A dispute over crew rest rules has turned into an international spat between pilot unions. Last week Air Line Pilots Association President Joe DePete took the unusual step of publicly criticizing Unifor, the union that represents pilots at several Canadian airlines including Cargojet. The cargo airline is embroiled in a dispute with the Canadian government over new crew rest regulations. Unifor held a vote among its 283 pilots on whether to support Cargojet’s bid to gain exemptions from the new regs. DePete slammed the vote, suggesting it was counter to union principles. “Any exemption, waiver or weakening of these regulations would undermine safety and be a slap in the face to those who fought so hard to have them enacted in the first place.”
As it turns out, the pilots overwhelmingly rejected jumping on that bandwagon but the outside interference from the U.S. union irked its Canadian brothers and sisters. “To have the president of ALPA preach from Virginia to our pilots on the bargaining committee about fatigue rules and safety is condescending, arrogant and disrespectful,” said Unifor President Jerry Dias.

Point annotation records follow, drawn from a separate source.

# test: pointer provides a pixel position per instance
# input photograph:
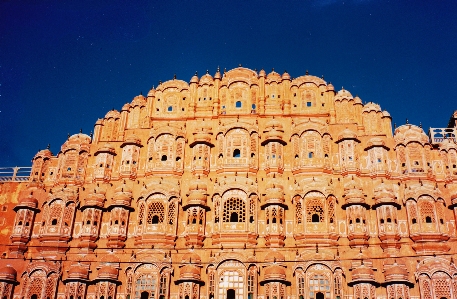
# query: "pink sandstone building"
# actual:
(238, 185)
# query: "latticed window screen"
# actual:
(145, 283)
(298, 211)
(441, 285)
(331, 210)
(156, 212)
(234, 206)
(56, 211)
(427, 212)
(141, 213)
(314, 206)
(163, 284)
(319, 284)
(171, 212)
(301, 286)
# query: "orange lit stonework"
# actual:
(241, 185)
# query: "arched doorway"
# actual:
(230, 294)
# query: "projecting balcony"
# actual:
(15, 174)
(438, 135)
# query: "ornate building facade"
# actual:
(241, 185)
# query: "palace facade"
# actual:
(241, 185)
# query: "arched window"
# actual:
(234, 210)
(230, 294)
(315, 218)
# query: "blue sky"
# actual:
(64, 64)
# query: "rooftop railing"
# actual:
(438, 135)
(14, 174)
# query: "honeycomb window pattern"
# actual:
(156, 213)
(231, 280)
(234, 210)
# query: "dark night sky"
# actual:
(64, 64)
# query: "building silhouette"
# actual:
(241, 185)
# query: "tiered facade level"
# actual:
(241, 185)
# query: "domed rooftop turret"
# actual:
(113, 114)
(274, 256)
(106, 148)
(274, 76)
(371, 107)
(330, 87)
(191, 258)
(131, 139)
(347, 134)
(285, 76)
(343, 94)
(410, 133)
(8, 274)
(28, 202)
(194, 78)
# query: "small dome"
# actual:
(108, 271)
(385, 114)
(8, 272)
(126, 107)
(78, 272)
(189, 269)
(198, 185)
(346, 134)
(113, 114)
(191, 258)
(106, 148)
(274, 76)
(273, 256)
(396, 271)
(343, 94)
(275, 270)
(46, 153)
(362, 273)
(206, 78)
(152, 92)
(27, 202)
(357, 100)
(131, 139)
(194, 78)
(371, 107)
(273, 124)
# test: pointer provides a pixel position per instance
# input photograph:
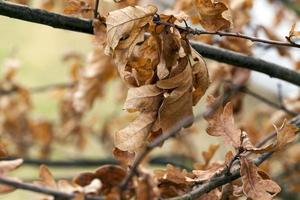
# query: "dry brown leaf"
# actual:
(124, 157)
(294, 35)
(46, 177)
(145, 188)
(204, 175)
(81, 7)
(214, 15)
(254, 185)
(145, 98)
(98, 71)
(133, 137)
(200, 76)
(9, 165)
(286, 134)
(221, 123)
(125, 28)
(172, 181)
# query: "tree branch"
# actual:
(208, 51)
(176, 160)
(225, 178)
(44, 17)
(195, 31)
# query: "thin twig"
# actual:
(176, 160)
(220, 180)
(96, 13)
(208, 51)
(195, 31)
(39, 89)
(173, 131)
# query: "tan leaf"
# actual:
(124, 157)
(9, 165)
(145, 188)
(203, 175)
(144, 98)
(200, 77)
(82, 7)
(46, 177)
(254, 185)
(221, 123)
(214, 15)
(98, 71)
(125, 28)
(286, 134)
(133, 137)
(105, 178)
(293, 34)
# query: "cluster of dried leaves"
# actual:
(165, 78)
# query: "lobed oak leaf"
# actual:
(125, 28)
(124, 157)
(9, 165)
(81, 7)
(294, 35)
(204, 175)
(207, 156)
(110, 177)
(145, 188)
(286, 134)
(256, 186)
(99, 70)
(46, 177)
(200, 76)
(145, 98)
(133, 137)
(221, 123)
(173, 181)
(214, 15)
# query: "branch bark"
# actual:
(208, 51)
(224, 178)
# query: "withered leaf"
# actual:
(286, 134)
(143, 98)
(133, 137)
(214, 15)
(200, 76)
(9, 165)
(125, 28)
(293, 34)
(254, 185)
(46, 177)
(124, 157)
(221, 123)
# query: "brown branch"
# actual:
(96, 13)
(38, 89)
(44, 190)
(208, 51)
(195, 31)
(176, 160)
(224, 178)
(172, 132)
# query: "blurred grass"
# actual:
(40, 49)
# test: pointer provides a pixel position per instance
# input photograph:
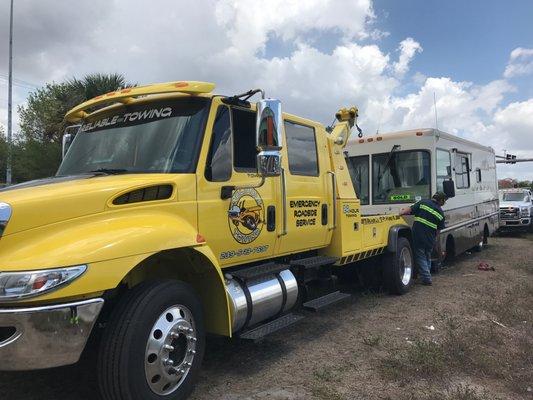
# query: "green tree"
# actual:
(37, 152)
(42, 118)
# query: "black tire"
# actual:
(122, 358)
(398, 268)
(483, 242)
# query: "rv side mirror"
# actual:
(268, 139)
(68, 137)
(449, 188)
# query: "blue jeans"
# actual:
(423, 261)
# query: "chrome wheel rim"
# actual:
(170, 350)
(406, 266)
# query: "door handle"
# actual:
(283, 202)
(334, 199)
(271, 218)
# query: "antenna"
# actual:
(379, 120)
(435, 105)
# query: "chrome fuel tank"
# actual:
(261, 298)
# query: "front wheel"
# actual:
(154, 344)
(398, 269)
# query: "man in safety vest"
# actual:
(429, 218)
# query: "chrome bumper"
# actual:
(45, 337)
(515, 223)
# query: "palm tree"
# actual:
(93, 85)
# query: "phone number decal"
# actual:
(243, 252)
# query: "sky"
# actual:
(388, 57)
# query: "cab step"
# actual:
(271, 327)
(314, 262)
(259, 270)
(325, 301)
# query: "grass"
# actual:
(459, 392)
(474, 344)
(372, 340)
(322, 392)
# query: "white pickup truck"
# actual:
(516, 209)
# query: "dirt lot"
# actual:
(468, 337)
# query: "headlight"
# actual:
(18, 285)
(5, 215)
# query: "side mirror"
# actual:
(268, 138)
(68, 138)
(449, 188)
(269, 163)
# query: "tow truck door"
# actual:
(236, 215)
(306, 192)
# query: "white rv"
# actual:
(393, 170)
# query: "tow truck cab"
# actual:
(177, 212)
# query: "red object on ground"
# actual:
(485, 267)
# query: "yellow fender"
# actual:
(112, 245)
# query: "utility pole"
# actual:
(10, 99)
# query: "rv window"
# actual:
(443, 168)
(462, 171)
(401, 177)
(244, 152)
(359, 172)
(301, 149)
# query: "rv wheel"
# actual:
(153, 346)
(398, 269)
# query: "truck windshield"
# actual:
(155, 137)
(400, 177)
(516, 196)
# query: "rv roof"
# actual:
(418, 132)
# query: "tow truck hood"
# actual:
(52, 200)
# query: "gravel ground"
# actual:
(469, 336)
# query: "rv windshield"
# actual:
(154, 137)
(400, 177)
(515, 196)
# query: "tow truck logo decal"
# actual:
(246, 215)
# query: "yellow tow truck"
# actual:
(177, 213)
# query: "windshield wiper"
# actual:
(109, 171)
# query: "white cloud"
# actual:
(520, 63)
(225, 41)
(408, 48)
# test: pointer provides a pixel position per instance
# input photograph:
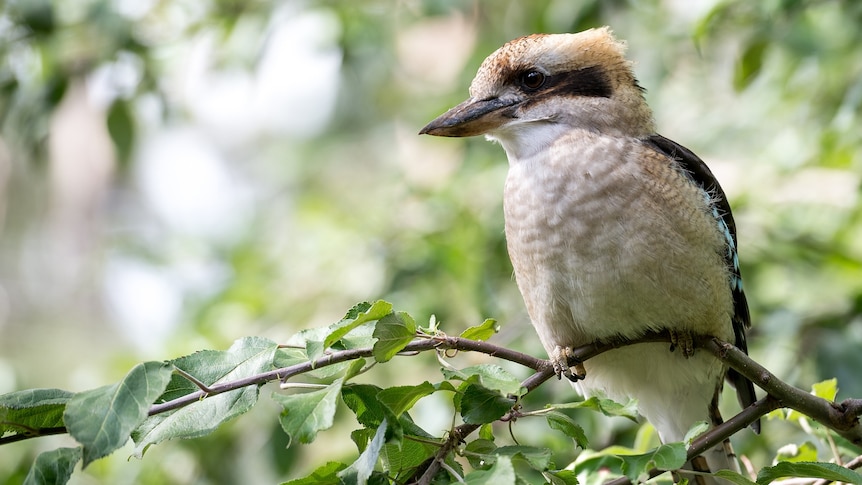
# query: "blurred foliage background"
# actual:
(175, 174)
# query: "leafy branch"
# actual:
(193, 395)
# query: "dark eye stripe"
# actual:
(589, 81)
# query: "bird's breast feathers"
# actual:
(609, 236)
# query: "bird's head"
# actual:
(534, 87)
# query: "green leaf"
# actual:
(749, 64)
(537, 458)
(362, 400)
(406, 456)
(53, 467)
(488, 375)
(696, 430)
(806, 452)
(324, 475)
(671, 456)
(827, 389)
(481, 405)
(734, 477)
(502, 473)
(480, 453)
(569, 427)
(482, 332)
(246, 357)
(562, 477)
(393, 332)
(401, 398)
(486, 432)
(102, 419)
(827, 471)
(307, 413)
(24, 412)
(121, 128)
(353, 319)
(605, 406)
(358, 472)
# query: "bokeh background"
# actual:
(176, 174)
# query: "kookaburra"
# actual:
(612, 229)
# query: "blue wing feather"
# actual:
(700, 174)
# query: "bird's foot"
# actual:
(682, 339)
(560, 358)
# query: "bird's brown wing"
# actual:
(699, 173)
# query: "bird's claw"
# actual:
(684, 340)
(561, 358)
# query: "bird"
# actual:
(613, 230)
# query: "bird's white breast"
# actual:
(608, 239)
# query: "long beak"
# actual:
(472, 117)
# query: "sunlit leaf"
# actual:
(827, 389)
(393, 332)
(806, 452)
(25, 411)
(121, 127)
(102, 419)
(376, 311)
(246, 357)
(359, 471)
(53, 467)
(749, 64)
(323, 475)
(489, 375)
(569, 427)
(501, 473)
(826, 471)
(401, 398)
(480, 405)
(562, 477)
(605, 406)
(670, 456)
(307, 413)
(734, 477)
(482, 332)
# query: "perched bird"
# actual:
(612, 229)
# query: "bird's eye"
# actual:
(532, 80)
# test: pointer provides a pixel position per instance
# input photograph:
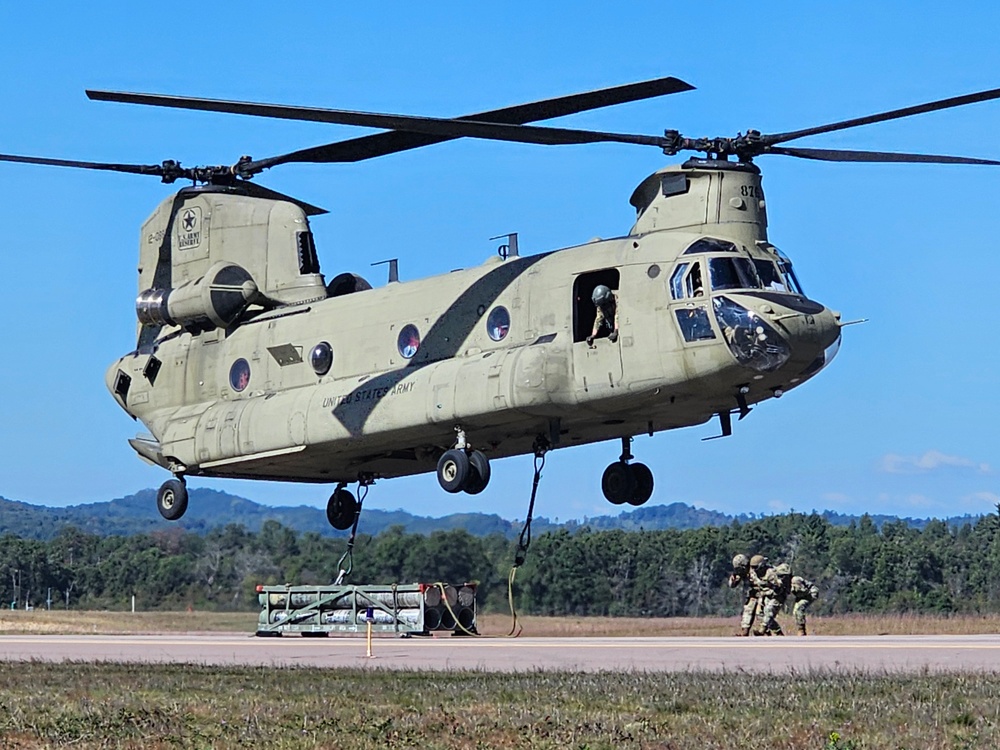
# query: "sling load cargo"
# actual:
(405, 609)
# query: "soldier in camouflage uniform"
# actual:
(804, 593)
(771, 594)
(606, 314)
(741, 575)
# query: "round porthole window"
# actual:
(498, 324)
(239, 375)
(321, 358)
(408, 341)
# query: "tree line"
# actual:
(861, 567)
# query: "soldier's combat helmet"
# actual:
(601, 295)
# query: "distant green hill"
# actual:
(210, 509)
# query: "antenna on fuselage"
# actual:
(509, 248)
(393, 268)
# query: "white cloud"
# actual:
(982, 497)
(932, 460)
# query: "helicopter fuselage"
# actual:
(374, 383)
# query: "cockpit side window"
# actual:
(770, 277)
(790, 278)
(733, 273)
(677, 281)
(711, 245)
(686, 281)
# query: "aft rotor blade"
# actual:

Cargojet, which is based in Hamilton, Ontario, just outside Toronto, has said it will move half of its pilots to the U.S. if it doesn’t get the exemptions because U.S. cargo airlines have less restrictive regs. Dias said the missive from DePete amounts to raiding his members. “Captain Joe DePete knows full well that 130 Canadian pilots stand to lose their jobs, and he is standing by to take their dues if operations move to the U.S. where Congress has exempted cargo airline operators from some fatigue rules, giving them a competitive advantage over Canadian operators.” Cargojet has not commented on the dispute.